Not to mention, I got the same security check from sites I didn’t visit for months (or even years!). So it’s not like I abuse the site, the site already consider me as a threat because CF said so.
It could be down to threatscore which is used in a lot of sites security posture but that’s not something we can tell for sure.
I did make a tool a while ago that can tell you what that number is. If you visit threatscore.domjh.com let us know what you see.
Customers can set their security level to different levels which can challenge or block based on this.
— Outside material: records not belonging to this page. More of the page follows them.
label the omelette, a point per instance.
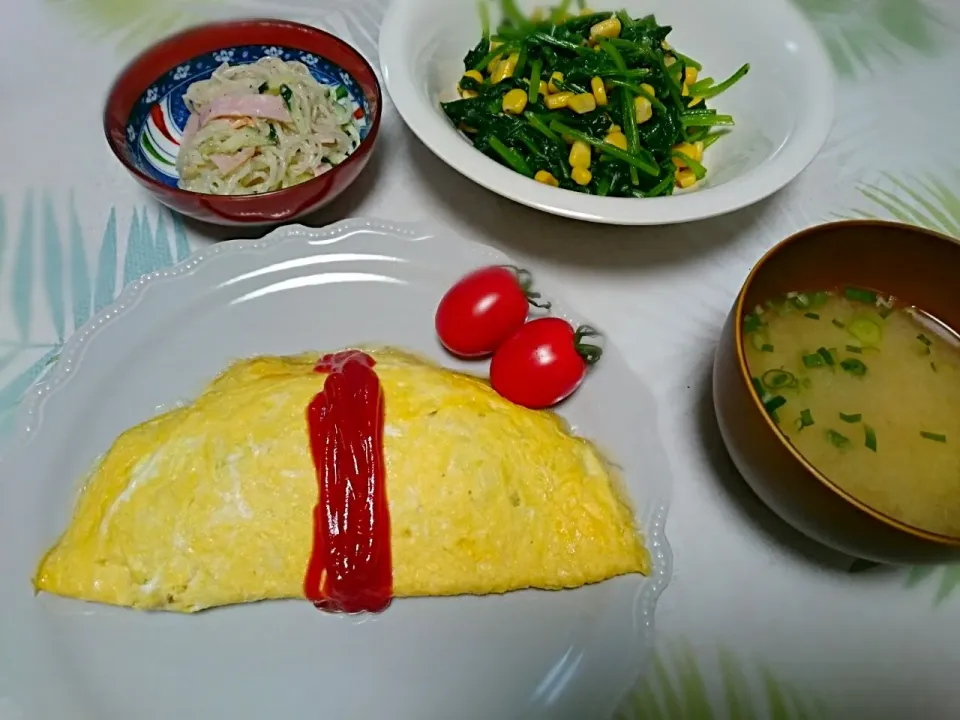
(212, 503)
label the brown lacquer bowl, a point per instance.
(919, 266)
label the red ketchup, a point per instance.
(350, 567)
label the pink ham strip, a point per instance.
(269, 107)
(228, 163)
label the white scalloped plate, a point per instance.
(569, 654)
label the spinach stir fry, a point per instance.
(597, 102)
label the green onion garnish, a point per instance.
(854, 367)
(867, 296)
(776, 379)
(774, 403)
(836, 439)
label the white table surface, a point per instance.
(757, 621)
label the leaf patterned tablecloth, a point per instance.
(758, 622)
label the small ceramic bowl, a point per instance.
(783, 108)
(145, 115)
(905, 261)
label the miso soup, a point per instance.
(868, 391)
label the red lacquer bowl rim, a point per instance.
(147, 58)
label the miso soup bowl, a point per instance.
(916, 265)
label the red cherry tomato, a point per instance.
(483, 309)
(543, 362)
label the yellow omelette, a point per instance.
(212, 504)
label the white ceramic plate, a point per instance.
(783, 108)
(568, 654)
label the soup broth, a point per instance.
(868, 391)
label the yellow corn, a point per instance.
(555, 76)
(515, 101)
(606, 28)
(579, 154)
(687, 149)
(642, 109)
(599, 92)
(582, 103)
(581, 176)
(617, 139)
(505, 68)
(686, 178)
(546, 178)
(557, 100)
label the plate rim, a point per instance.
(28, 417)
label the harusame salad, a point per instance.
(597, 102)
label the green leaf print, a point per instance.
(864, 35)
(676, 690)
(134, 23)
(49, 301)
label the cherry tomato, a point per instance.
(483, 309)
(543, 362)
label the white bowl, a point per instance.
(783, 108)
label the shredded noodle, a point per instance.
(260, 127)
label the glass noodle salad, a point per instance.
(262, 126)
(597, 102)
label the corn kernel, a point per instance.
(579, 154)
(606, 28)
(688, 150)
(582, 103)
(555, 76)
(599, 93)
(617, 139)
(556, 101)
(642, 109)
(515, 101)
(685, 178)
(505, 68)
(581, 176)
(546, 178)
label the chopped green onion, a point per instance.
(854, 367)
(837, 440)
(867, 296)
(866, 331)
(774, 403)
(776, 379)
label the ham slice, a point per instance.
(228, 163)
(270, 107)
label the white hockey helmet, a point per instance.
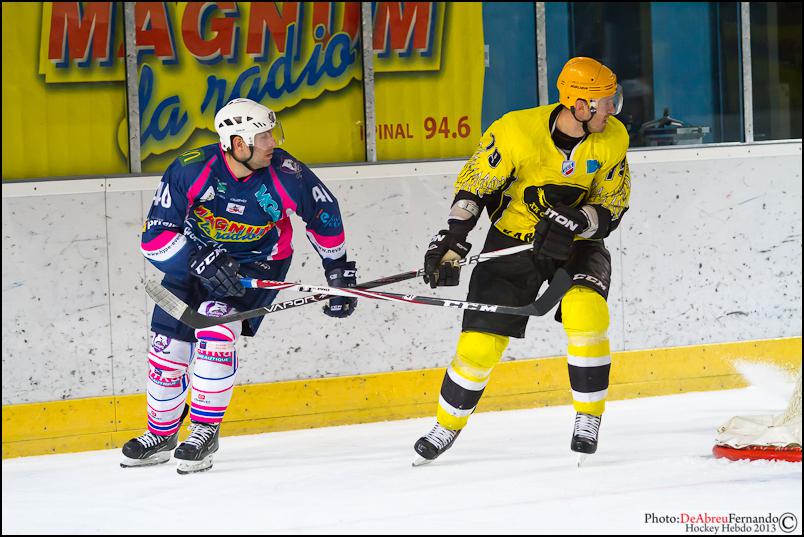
(246, 118)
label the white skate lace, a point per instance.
(149, 439)
(440, 437)
(200, 434)
(587, 426)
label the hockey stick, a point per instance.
(559, 285)
(175, 307)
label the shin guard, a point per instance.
(585, 317)
(215, 366)
(167, 383)
(467, 377)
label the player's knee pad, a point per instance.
(584, 311)
(168, 360)
(215, 352)
(467, 376)
(585, 315)
(479, 351)
(215, 366)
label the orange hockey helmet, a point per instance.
(588, 79)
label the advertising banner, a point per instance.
(64, 86)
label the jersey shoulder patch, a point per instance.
(192, 156)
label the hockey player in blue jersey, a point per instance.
(222, 211)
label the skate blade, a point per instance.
(421, 461)
(159, 458)
(193, 467)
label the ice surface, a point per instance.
(509, 472)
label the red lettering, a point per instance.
(400, 22)
(81, 29)
(267, 14)
(322, 16)
(209, 49)
(351, 19)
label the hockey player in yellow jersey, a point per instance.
(556, 176)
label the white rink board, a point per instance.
(710, 252)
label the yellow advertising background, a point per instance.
(55, 129)
(72, 122)
(455, 91)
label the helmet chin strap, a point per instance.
(245, 162)
(585, 124)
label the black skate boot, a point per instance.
(148, 449)
(584, 435)
(195, 453)
(433, 444)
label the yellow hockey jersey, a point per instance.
(521, 172)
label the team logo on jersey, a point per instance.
(221, 229)
(234, 208)
(491, 144)
(495, 158)
(290, 165)
(208, 195)
(159, 343)
(267, 202)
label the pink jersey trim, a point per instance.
(327, 241)
(159, 241)
(284, 245)
(287, 201)
(198, 184)
(226, 163)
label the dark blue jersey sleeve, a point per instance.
(319, 209)
(163, 242)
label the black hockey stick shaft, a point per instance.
(177, 309)
(559, 285)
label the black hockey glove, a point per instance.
(346, 276)
(217, 272)
(445, 246)
(556, 230)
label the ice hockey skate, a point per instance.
(584, 435)
(148, 449)
(433, 444)
(195, 454)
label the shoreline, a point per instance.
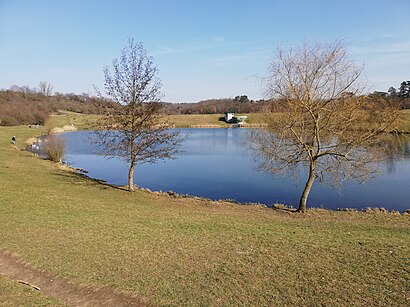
(170, 193)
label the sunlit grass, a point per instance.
(14, 294)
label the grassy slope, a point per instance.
(14, 294)
(184, 251)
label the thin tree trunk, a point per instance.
(308, 186)
(131, 177)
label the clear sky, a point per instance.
(203, 48)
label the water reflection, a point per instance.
(216, 163)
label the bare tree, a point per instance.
(135, 131)
(321, 121)
(45, 88)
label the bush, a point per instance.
(54, 149)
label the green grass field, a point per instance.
(182, 251)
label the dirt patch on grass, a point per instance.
(73, 295)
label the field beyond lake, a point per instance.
(182, 251)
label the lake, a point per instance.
(216, 164)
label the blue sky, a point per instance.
(204, 49)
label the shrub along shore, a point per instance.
(187, 251)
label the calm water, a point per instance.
(216, 164)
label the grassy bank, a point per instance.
(194, 252)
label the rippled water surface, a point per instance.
(216, 164)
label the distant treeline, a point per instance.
(28, 108)
(239, 104)
(25, 106)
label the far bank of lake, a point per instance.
(216, 164)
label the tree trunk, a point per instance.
(131, 178)
(308, 186)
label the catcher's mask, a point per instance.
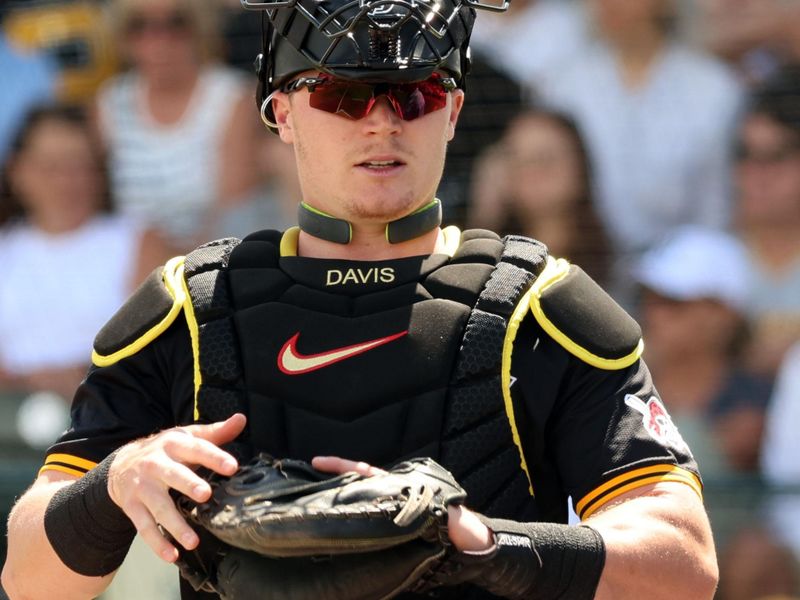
(370, 40)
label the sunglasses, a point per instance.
(354, 99)
(174, 23)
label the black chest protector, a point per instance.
(369, 361)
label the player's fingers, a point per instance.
(336, 464)
(181, 478)
(220, 432)
(149, 532)
(162, 508)
(189, 449)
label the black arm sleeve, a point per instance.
(593, 433)
(135, 397)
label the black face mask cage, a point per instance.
(383, 40)
(381, 35)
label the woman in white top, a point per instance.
(68, 262)
(179, 127)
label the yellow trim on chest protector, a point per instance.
(173, 282)
(505, 379)
(556, 270)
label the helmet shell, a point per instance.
(373, 40)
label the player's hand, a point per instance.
(145, 470)
(465, 529)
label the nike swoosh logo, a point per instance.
(292, 362)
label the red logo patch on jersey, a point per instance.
(292, 362)
(657, 422)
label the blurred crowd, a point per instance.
(655, 143)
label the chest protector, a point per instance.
(367, 360)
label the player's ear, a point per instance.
(282, 108)
(457, 103)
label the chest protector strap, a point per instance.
(479, 440)
(218, 376)
(480, 413)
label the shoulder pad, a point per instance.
(583, 318)
(145, 315)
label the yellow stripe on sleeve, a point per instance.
(172, 270)
(634, 479)
(67, 463)
(62, 469)
(555, 271)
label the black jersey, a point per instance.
(588, 433)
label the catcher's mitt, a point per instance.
(285, 507)
(290, 531)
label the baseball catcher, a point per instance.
(486, 381)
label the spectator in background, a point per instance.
(531, 41)
(493, 100)
(25, 80)
(179, 127)
(756, 36)
(781, 449)
(658, 119)
(695, 289)
(67, 262)
(537, 182)
(768, 215)
(274, 201)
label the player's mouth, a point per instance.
(381, 165)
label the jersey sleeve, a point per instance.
(134, 397)
(604, 432)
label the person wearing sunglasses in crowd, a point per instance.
(368, 334)
(176, 123)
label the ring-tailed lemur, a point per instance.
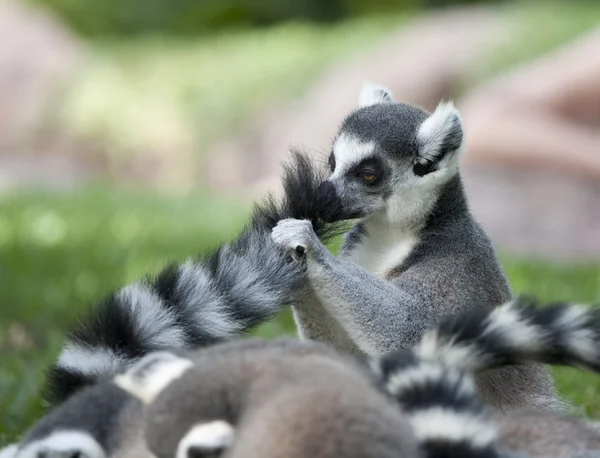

The default would challenge you if this number is greater than 14. IP Reputation is calculated based on Project Honeypot, external public IP information, as well as internal threat intelligence from the WAF managed rules and DDoS.
Sorry, I had to wait 22hrs becuase of the forum messages limit.
Your Threat Score is: 0
Any other ideas?
While the situation is most likely out of your control, the only realistic way to figure this out is to reach out to a sympathetic site owner where this is happening, and give them the RayID of one of these checks.
It sounds like you were able to get into the threatscore test site without issue, so that particular site isn’t an option.
This is a long thread, and I believe you said you have tried a different browser and incognito mode. And may have answered these as well:
- Does this happen on a different device on your home network?
- Does this happen if you tether your computer to your phone’s WiFi hotspot?
- Does this happen on low-profile sites? (by this, I mean something that’s most likely not an Enterprise-level site. Something like a personal blog, local organization, etc.)
Got in touch with one of the owner. He said he did some adjustments but the annoying “You’ve been blocked” is still there. He can’t help me anymore - his last words. He won’t soft the settings any more. So basically if I want to use his site, I have delete all cookies, log in again and wait for the next sudden “You’ve been blocked”. There is no pattern, it could happen after any click. This is just one example, there are more sites (not that aggressive though) which constantly want to “check” me over and over again.
What browser are you using? Do you have any browser extension?
Firefox, a lot of various extensions - but if that’s the reason, that would be the problem for many other users, right? All extensions are from official FF addon page. I have two different profiles with different sets of extensions - I have the “CF check” problem on both.